UV und Haarphotodegradation: molekularer Mechanismus
UV-B- (280–315 nm) und UV-A-Strahlung (315–400 nm) induziern zwei Degradationsarten auf der Haarfaser. UV-B wirkt direkt auf die chemischen Bindungen des Keratins durch Photooxidation der Tryptophan- und Cysteinreste: Tryptophan absorbiert bei 280 nm und erzeugt freie Radikale, die eine Oxidationskaskade der Disulfidbrücken einleiten. UV-A degradiert Eumelanin (verantwortlich für schwarzes-braunes Haar) und Phäomelanin (blondes-rötliches Haar) durch oxidatives Photobleichen — daher der natürliche «Aufhellungseffekt» im Sommer.

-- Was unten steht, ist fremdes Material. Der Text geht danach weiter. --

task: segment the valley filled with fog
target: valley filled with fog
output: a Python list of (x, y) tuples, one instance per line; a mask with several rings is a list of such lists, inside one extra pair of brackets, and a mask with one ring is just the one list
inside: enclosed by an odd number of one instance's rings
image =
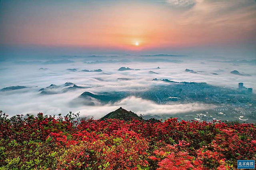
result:
[[(171, 89), (182, 82), (205, 82), (212, 86), (207, 88), (216, 86), (219, 90), (236, 90), (238, 83), (243, 82), (245, 87), (255, 91), (255, 62), (160, 55), (6, 59), (0, 61), (0, 109), (10, 116), (39, 112), (65, 115), (72, 111), (95, 119), (120, 107), (144, 115), (202, 111), (212, 109), (220, 103), (200, 100), (167, 101), (165, 96), (164, 100), (158, 97), (151, 99), (148, 94), (158, 91), (158, 88), (159, 91), (166, 91), (164, 88)], [(126, 68), (118, 70), (123, 67)], [(239, 73), (230, 73), (234, 70)], [(170, 85), (160, 81), (165, 79), (174, 82)], [(4, 89), (16, 86), (24, 87)], [(86, 92), (88, 93), (83, 93)], [(83, 98), (82, 94), (86, 97)]]

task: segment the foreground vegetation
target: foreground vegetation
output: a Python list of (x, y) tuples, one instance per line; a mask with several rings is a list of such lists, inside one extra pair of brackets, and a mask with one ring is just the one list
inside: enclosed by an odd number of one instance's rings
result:
[(236, 169), (256, 125), (17, 115), (0, 112), (0, 169)]

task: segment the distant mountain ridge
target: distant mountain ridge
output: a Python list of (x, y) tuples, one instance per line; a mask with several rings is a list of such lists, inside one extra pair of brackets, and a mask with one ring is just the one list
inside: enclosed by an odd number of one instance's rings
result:
[(156, 54), (155, 55), (140, 55), (142, 57), (183, 57), (185, 55), (173, 55), (172, 54)]
[(136, 113), (131, 111), (128, 111), (122, 108), (122, 107), (107, 114), (100, 119), (105, 120), (109, 119), (116, 119), (126, 121), (132, 121), (132, 120), (142, 120), (142, 118), (140, 117)]

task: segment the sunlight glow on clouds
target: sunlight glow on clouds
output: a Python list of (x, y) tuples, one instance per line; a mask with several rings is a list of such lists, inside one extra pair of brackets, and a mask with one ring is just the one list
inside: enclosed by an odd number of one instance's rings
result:
[(169, 5), (181, 7), (187, 7), (196, 3), (194, 0), (166, 0), (165, 2)]

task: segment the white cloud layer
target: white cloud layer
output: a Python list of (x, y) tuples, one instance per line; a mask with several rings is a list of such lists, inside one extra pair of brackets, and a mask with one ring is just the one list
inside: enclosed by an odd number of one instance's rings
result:
[[(70, 111), (80, 111), (84, 115), (100, 118), (120, 107), (138, 114), (161, 114), (182, 113), (196, 110), (211, 108), (212, 106), (200, 103), (161, 105), (151, 101), (134, 97), (129, 97), (113, 104), (96, 106), (74, 105), (72, 102), (84, 91), (94, 93), (111, 91), (136, 92), (148, 90), (152, 87), (167, 85), (161, 81), (152, 81), (155, 78), (167, 79), (176, 81), (205, 82), (210, 84), (238, 87), (238, 83), (244, 82), (247, 87), (256, 89), (256, 69), (254, 65), (211, 61), (207, 59), (196, 60), (182, 58), (181, 63), (164, 62), (132, 62), (123, 63), (88, 64), (79, 61), (71, 64), (17, 65), (12, 63), (1, 63), (0, 89), (4, 87), (24, 85), (29, 88), (7, 92), (0, 92), (0, 110), (10, 115), (27, 113), (36, 114), (39, 112), (47, 114), (65, 115)], [(202, 61), (204, 63), (201, 63)], [(118, 71), (121, 67), (140, 69), (140, 70)], [(154, 69), (157, 67), (161, 68)], [(48, 70), (39, 70), (40, 67)], [(102, 73), (70, 72), (68, 68), (93, 70), (101, 69)], [(197, 71), (197, 73), (186, 72), (188, 68)], [(241, 76), (230, 73), (236, 70), (242, 73), (252, 76)], [(159, 74), (150, 74), (152, 70)], [(202, 71), (202, 72), (198, 72)], [(212, 75), (217, 73), (218, 75)], [(130, 79), (118, 80), (118, 78)], [(51, 95), (40, 95), (38, 90), (51, 84), (61, 85), (67, 81), (78, 85), (88, 87), (66, 93)]]

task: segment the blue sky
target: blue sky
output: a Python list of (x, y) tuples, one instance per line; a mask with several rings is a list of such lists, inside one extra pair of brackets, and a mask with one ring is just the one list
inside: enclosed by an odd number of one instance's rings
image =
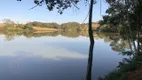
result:
[[(105, 0), (102, 0), (102, 13), (100, 14), (100, 0), (97, 1), (97, 4), (94, 5), (93, 21), (100, 20), (102, 18), (101, 14), (104, 15), (108, 8)], [(22, 0), (22, 2), (1, 0), (0, 5), (0, 22), (2, 22), (2, 19), (11, 19), (18, 23), (29, 21), (57, 22), (59, 24), (71, 21), (82, 23), (88, 14), (88, 6), (84, 5), (84, 0), (81, 0), (77, 5), (80, 8), (79, 10), (72, 7), (65, 10), (62, 15), (57, 13), (56, 9), (48, 11), (46, 5), (29, 10), (35, 6), (33, 0)], [(88, 22), (88, 20), (85, 22)]]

UV-geschädigtes Keratin weist eine erhöhte Cysteinsäure-Konzentration auf (irreversibles Oxidationsprodukt von Cystein, HPLC-messbar) und einen reduzierten Wasserkontaktwinkel auf der Kutikula — Indikator für die Degradation des oberflächlichen 18-MEA-Lipidfilms. Photodegradiertes Keratinprotein ist poröser, mechanisch fragiler und anfälliger für Folgeschäden (Wärme, Färbung).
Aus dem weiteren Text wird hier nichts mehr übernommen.